En Sicile, en 2020, dans un camp de réfugiés, Nathalie, une officielle de l'Union européenne est chargée d'organiser une visite, réputée impromptue, du Président français Emmanuel Macron et de la chancelière allemande Angela Merkel en collaboration avec deux délégués gouvernementaux, l'un français et l'autre allemande avec laquelle Nathalie a déjà travaillé. Nathalie retrouve aussi Albert, le fils qu'elle a abandonné neuf ans auparavant, qui officie dans le camp comme bénévole d'une ONG.
La qualité de ce film est que tout le monde en prend pour son grade. En premier lieu, les institutions européennes. Elles sont à côtés de leurs pompes. Le personnage de Nathalie, malgré ses bonnes intentions, n’est pas à la hauteur de l’enjeu. Voir l’entrepôt où sont entreposés les fiches des migrants. Mais comme les serveurs informatiques étaient trop légers, tout a été fait à la main. En second lieu, les représentants des gouvernements. Obsédés par l’image de ceux qu’ils représentent, ils distillent des éléments de langages, planifient des séquences à l’avance pour que les chefs de gouvernements apparaissent à leur meilleur, mettent littéralement en scène un faux camp de migrant plus télégénique.
On sent que le metteur en scène souhaite tendre vers une comédie italienne. L’écriture est précise, acide, amère et pas un personnage ne paraît sauvé. Car tout n’est pas tout noir, tout n’est pas tout blanc.
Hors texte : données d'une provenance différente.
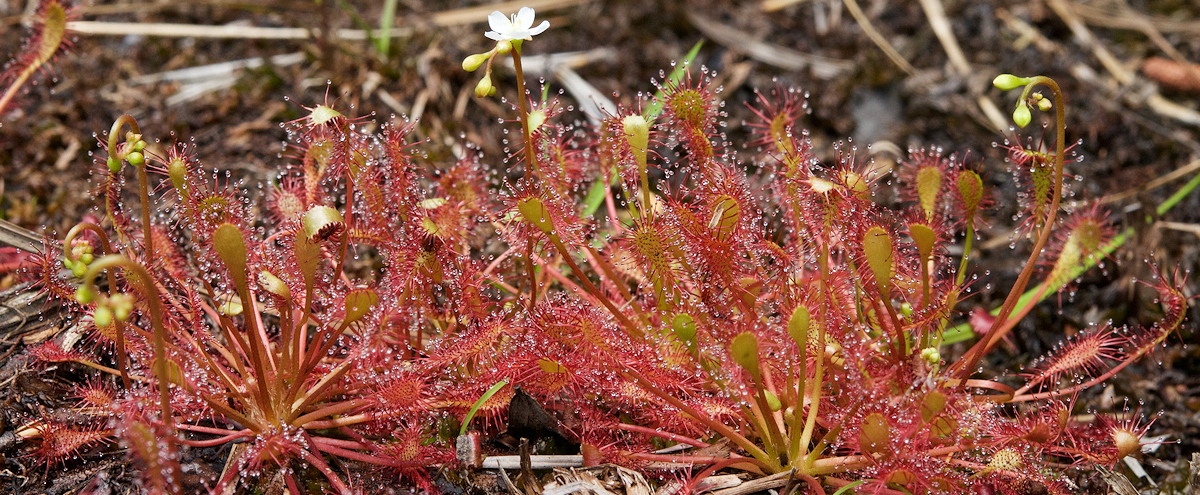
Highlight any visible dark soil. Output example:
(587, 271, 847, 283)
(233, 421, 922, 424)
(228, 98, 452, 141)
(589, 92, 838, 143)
(2, 0, 1198, 493)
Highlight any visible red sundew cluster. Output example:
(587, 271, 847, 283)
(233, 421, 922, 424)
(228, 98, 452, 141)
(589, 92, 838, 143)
(12, 63, 1188, 494)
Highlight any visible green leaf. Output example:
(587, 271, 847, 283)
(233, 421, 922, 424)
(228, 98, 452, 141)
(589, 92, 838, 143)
(859, 413, 891, 455)
(459, 380, 508, 436)
(909, 223, 937, 263)
(671, 314, 697, 343)
(863, 226, 894, 292)
(787, 305, 811, 350)
(518, 197, 555, 235)
(916, 166, 942, 219)
(214, 223, 248, 294)
(708, 195, 741, 241)
(343, 287, 379, 325)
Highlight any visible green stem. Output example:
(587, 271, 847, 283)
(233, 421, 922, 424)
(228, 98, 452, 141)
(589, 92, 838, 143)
(84, 256, 173, 433)
(953, 77, 1065, 378)
(797, 321, 827, 461)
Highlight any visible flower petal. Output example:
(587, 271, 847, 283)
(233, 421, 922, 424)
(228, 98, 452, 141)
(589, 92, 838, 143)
(484, 31, 505, 41)
(487, 11, 510, 32)
(515, 7, 535, 29)
(529, 20, 550, 36)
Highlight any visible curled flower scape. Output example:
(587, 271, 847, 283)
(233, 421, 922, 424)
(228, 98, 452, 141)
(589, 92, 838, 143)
(484, 7, 549, 41)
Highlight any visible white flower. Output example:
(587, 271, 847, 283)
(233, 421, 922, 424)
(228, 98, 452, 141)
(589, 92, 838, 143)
(484, 7, 549, 41)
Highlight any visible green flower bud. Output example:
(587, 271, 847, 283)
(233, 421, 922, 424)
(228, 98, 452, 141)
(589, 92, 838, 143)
(992, 74, 1030, 91)
(475, 74, 495, 98)
(921, 347, 941, 364)
(125, 151, 145, 167)
(107, 157, 121, 173)
(110, 293, 134, 321)
(69, 260, 87, 278)
(93, 306, 114, 328)
(1036, 96, 1053, 112)
(1012, 102, 1032, 128)
(462, 53, 490, 72)
(495, 40, 512, 55)
(75, 286, 96, 305)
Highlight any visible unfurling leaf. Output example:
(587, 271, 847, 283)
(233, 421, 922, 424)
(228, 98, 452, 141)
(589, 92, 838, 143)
(730, 332, 762, 381)
(302, 205, 345, 241)
(788, 305, 811, 351)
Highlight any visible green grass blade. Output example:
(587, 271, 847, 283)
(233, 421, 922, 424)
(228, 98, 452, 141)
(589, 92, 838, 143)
(459, 380, 508, 436)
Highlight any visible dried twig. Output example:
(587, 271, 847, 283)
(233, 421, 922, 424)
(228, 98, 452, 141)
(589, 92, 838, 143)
(1100, 159, 1200, 206)
(686, 11, 852, 79)
(842, 0, 915, 75)
(916, 0, 1008, 133)
(67, 0, 590, 40)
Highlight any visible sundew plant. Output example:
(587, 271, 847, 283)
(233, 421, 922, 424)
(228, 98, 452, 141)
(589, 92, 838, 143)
(11, 4, 1190, 494)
Les bénévoles de l’ONG ne sont pas épargnés. Le metteur en scène suisse moque leur fougue, leur activisme radical. Quant à cette jeune blogueuse italienne, elle est obsédée par la recherche de scoop qui attirerait des lecteurs. Le réalisateur se permet tout, et a peu de limite. Et ça fait du bien ! Je me souviens d’une allusion assez osée à Auschwitz, dont la synagogue aurait été pillée par le jeune bénévole.
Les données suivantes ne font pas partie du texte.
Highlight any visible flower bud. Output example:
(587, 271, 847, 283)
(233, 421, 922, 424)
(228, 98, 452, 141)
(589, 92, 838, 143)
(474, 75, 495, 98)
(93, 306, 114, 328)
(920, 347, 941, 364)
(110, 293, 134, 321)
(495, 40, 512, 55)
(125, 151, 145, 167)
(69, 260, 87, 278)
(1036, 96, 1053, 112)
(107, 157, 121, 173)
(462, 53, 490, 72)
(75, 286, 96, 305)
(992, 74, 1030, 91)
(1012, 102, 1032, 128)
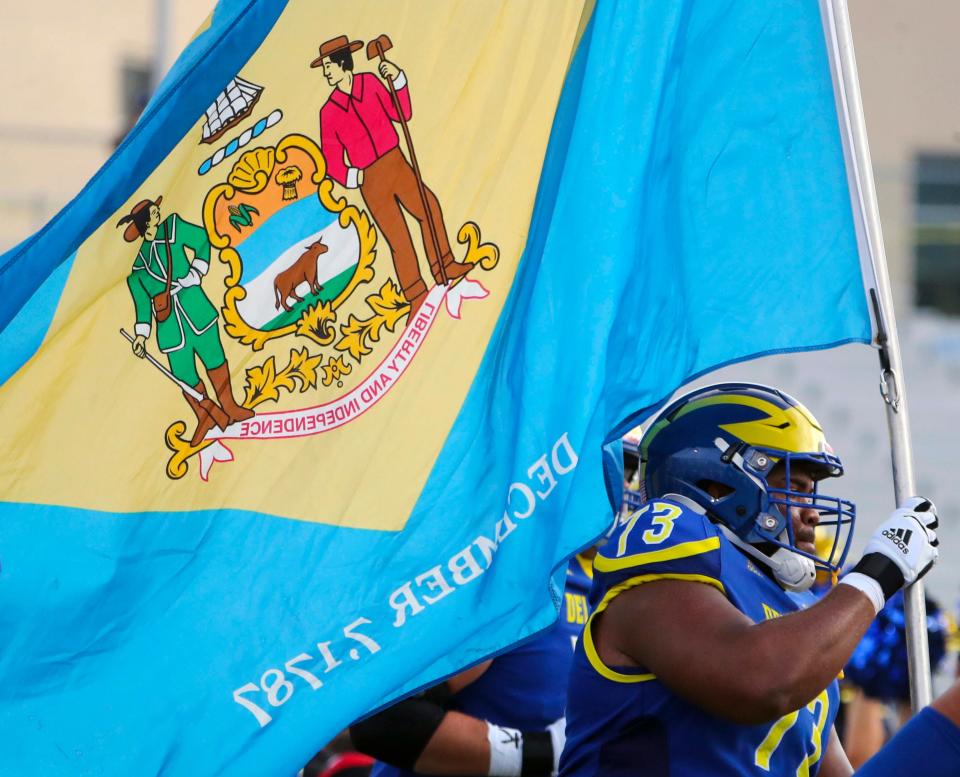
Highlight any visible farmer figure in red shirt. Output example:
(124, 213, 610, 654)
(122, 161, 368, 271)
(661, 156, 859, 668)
(312, 35, 473, 319)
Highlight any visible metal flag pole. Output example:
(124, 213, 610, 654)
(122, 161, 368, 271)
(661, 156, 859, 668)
(823, 0, 932, 709)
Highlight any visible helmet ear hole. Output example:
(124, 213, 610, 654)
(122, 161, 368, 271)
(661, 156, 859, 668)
(697, 480, 734, 499)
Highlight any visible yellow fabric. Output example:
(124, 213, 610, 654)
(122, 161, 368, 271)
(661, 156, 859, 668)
(0, 0, 589, 527)
(593, 537, 720, 573)
(754, 710, 799, 769)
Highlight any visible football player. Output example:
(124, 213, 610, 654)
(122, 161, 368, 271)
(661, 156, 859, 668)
(348, 552, 594, 777)
(559, 382, 939, 776)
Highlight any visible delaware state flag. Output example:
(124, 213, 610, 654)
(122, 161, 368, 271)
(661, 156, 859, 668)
(0, 0, 873, 774)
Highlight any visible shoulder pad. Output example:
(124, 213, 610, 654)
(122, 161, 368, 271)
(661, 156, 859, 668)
(595, 498, 721, 578)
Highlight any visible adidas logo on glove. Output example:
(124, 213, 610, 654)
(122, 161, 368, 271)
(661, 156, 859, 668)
(881, 527, 913, 554)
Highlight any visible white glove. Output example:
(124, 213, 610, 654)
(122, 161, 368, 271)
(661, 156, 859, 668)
(170, 267, 202, 294)
(865, 496, 939, 585)
(841, 496, 939, 613)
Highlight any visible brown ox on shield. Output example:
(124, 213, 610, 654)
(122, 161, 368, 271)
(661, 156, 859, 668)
(273, 238, 329, 311)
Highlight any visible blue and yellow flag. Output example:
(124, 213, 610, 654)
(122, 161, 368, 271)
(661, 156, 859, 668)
(0, 0, 873, 774)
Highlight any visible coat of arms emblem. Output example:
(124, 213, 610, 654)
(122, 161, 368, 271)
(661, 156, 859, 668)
(119, 33, 499, 480)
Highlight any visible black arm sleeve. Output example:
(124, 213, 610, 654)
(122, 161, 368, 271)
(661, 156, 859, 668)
(350, 695, 447, 770)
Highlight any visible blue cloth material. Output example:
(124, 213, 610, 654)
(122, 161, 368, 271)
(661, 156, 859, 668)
(856, 707, 960, 777)
(0, 251, 75, 385)
(0, 1, 871, 775)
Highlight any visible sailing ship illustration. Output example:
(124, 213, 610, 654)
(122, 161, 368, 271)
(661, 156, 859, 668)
(201, 77, 264, 144)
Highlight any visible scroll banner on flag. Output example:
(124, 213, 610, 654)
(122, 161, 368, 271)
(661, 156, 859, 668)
(0, 0, 872, 774)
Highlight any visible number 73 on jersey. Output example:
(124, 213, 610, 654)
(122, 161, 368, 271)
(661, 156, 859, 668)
(617, 501, 684, 555)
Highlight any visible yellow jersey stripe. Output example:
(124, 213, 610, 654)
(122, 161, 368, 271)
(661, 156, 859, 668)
(583, 572, 726, 684)
(583, 611, 656, 684)
(593, 536, 721, 573)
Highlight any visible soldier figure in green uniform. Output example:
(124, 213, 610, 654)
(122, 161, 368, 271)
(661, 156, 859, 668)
(119, 196, 254, 446)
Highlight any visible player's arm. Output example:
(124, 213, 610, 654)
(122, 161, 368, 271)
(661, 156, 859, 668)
(596, 499, 938, 724)
(933, 680, 960, 725)
(408, 661, 493, 774)
(350, 662, 490, 774)
(818, 726, 853, 777)
(842, 690, 887, 768)
(350, 660, 564, 776)
(597, 573, 872, 724)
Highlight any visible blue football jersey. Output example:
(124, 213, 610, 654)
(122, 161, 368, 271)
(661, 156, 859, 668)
(856, 706, 960, 777)
(371, 555, 593, 777)
(560, 496, 839, 777)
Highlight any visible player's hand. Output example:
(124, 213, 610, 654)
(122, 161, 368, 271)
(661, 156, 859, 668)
(864, 496, 939, 586)
(379, 60, 400, 81)
(132, 335, 147, 358)
(843, 497, 939, 612)
(547, 717, 565, 776)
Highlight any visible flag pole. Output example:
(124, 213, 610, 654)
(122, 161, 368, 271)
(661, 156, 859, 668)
(823, 0, 932, 709)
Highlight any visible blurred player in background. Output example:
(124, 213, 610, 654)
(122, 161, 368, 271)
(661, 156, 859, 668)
(855, 676, 960, 776)
(343, 551, 594, 777)
(841, 591, 952, 767)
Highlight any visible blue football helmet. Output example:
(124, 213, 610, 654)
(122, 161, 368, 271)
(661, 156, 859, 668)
(638, 382, 855, 591)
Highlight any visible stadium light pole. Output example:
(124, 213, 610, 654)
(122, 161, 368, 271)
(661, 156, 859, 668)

Le réalisateur marie habilement la satire avec l’intime, la mère souhaitant renouer avec ce fils qu’elle a négligé pour sa carrière. Sans remords ni regrets, elle lui impose même de lui rendre une somme d’argent assez importante. La réconciliation suit un schéma assez conventionnel mais les rapports mère-fils sont traités avec subtilité, leur rapprochement n’étant ni facile, ni impossible.
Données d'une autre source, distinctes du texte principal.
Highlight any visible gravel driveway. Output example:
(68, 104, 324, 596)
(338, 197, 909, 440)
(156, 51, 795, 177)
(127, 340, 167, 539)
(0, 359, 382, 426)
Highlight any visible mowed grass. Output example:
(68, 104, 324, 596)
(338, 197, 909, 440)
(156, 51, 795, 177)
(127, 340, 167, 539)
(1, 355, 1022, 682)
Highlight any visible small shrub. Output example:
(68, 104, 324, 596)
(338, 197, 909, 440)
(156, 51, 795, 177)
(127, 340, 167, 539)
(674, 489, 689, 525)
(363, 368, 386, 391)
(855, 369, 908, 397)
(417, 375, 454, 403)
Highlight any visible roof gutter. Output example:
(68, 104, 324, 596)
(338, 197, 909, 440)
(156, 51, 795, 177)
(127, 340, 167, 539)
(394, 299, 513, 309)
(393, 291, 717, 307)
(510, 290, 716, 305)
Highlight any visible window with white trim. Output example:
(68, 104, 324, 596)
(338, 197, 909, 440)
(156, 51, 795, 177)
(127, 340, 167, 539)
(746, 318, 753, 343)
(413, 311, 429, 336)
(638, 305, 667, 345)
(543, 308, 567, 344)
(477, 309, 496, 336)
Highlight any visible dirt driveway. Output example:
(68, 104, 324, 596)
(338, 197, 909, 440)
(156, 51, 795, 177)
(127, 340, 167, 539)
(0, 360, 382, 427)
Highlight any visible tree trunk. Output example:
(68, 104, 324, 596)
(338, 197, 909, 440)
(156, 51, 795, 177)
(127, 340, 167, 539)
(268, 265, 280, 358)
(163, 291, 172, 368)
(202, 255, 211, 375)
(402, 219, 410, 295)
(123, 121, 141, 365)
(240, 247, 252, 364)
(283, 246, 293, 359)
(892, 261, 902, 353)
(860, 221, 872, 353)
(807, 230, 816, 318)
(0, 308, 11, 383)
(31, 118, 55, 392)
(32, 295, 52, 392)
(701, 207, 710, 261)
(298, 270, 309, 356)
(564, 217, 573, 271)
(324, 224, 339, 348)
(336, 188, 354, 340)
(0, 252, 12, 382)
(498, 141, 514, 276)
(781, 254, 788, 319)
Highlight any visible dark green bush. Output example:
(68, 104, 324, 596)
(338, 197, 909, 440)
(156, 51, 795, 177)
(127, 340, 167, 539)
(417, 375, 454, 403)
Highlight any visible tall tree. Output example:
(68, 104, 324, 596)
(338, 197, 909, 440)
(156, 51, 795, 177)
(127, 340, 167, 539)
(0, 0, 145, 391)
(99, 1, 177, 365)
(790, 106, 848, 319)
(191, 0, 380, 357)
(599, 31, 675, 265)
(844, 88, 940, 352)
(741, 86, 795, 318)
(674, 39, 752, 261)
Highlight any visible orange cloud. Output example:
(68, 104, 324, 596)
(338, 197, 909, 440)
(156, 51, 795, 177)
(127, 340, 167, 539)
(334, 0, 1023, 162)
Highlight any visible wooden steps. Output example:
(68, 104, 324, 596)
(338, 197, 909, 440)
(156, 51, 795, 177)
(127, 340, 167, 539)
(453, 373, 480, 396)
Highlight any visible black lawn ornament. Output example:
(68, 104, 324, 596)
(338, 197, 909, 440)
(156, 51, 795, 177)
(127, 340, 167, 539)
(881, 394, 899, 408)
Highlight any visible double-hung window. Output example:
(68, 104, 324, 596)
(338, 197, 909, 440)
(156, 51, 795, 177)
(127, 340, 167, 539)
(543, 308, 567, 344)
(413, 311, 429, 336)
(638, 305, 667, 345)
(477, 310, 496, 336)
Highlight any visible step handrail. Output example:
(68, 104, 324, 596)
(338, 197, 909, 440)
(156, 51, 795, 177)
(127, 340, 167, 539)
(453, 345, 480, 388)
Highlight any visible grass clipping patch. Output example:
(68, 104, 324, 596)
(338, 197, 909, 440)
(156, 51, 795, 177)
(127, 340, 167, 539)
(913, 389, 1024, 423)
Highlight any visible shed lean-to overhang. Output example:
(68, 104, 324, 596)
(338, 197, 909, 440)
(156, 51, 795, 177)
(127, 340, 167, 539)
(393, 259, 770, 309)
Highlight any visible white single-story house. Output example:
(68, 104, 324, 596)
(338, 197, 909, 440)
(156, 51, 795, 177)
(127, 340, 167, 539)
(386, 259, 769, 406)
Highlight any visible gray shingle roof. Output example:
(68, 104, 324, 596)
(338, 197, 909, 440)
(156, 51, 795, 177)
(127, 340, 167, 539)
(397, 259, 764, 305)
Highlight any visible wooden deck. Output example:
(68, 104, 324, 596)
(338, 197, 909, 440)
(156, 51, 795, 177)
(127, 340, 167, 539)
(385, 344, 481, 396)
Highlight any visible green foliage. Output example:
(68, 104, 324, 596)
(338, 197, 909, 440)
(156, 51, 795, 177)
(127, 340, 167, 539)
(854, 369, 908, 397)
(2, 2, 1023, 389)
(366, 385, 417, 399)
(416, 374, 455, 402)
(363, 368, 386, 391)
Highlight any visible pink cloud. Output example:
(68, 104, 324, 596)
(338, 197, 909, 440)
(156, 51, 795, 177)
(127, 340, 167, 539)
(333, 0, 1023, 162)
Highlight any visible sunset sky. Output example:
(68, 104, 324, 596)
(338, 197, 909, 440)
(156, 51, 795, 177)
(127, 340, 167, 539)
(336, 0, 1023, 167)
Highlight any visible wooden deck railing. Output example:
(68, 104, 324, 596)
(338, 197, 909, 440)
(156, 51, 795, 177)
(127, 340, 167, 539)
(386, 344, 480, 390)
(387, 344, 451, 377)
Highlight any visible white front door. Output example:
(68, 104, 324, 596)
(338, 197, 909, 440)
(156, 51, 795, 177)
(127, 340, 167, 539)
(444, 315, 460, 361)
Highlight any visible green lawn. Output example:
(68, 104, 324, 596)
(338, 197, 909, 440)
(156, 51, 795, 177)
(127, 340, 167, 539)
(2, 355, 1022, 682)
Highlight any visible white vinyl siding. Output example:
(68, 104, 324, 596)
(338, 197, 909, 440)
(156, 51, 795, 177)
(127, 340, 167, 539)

Cette partie est filmée de manière assez antonionienne (toutes proportions gardées). Lionel Baier utilise plutôt les paysages parfois désertiques et arides de la Sicile. Ces paysages semblent renvoyer les personnages à leur solitude, la mère n’ayant rien d’autre que sont travail, le fils étant parfaitement déboussolé. Un beau plan dans un labyrinthe blanc souligne la complexité de leur relation. Il est dommage que la fin soit plus consensuelle et facile, alors que le film était mordant et complexe.
Les acteurs sont vraiment très bons. Isabelle Carré interprète avec nuance cette bureaucrate et ses talents comiques ne sont plus à prouver. Mais la révélation du film est Théodore Pellerin dans le rôle du fils. Il livre une performance assez complète et a un tempérament à la fois comique et mélancolique. Tom Villa n’a qu’une seule épaisseur de jeu : la raillerie caustique mais cela va avec son personnage : un ersatz de jeune technocrate à la Gabriel Attal. Enfin, la suissesse Ursina Lardi joue avec brio cette allemande pincée et pète-sec.
‘La Dérive des continents (au sud)’ est une petite réussite où tout est très bien fait et surtout bien vu. Lionel Baier a vraiment fait le job. Ce film est vraiment à voir et surtout, il donne envie comme tout bon film de redécouvrir la filmographie de ce cinéaste méconnu. Ce film fait partie d’une quadrilogie qui comprend déjà ‘Les Grandes Ondes (à l'ouest)’ et ‘Comme des voleurs (à l'est)’. En attendant de découvrir le quatrième point cardinal (au nord), je vais essayer de trouver ces deux-là.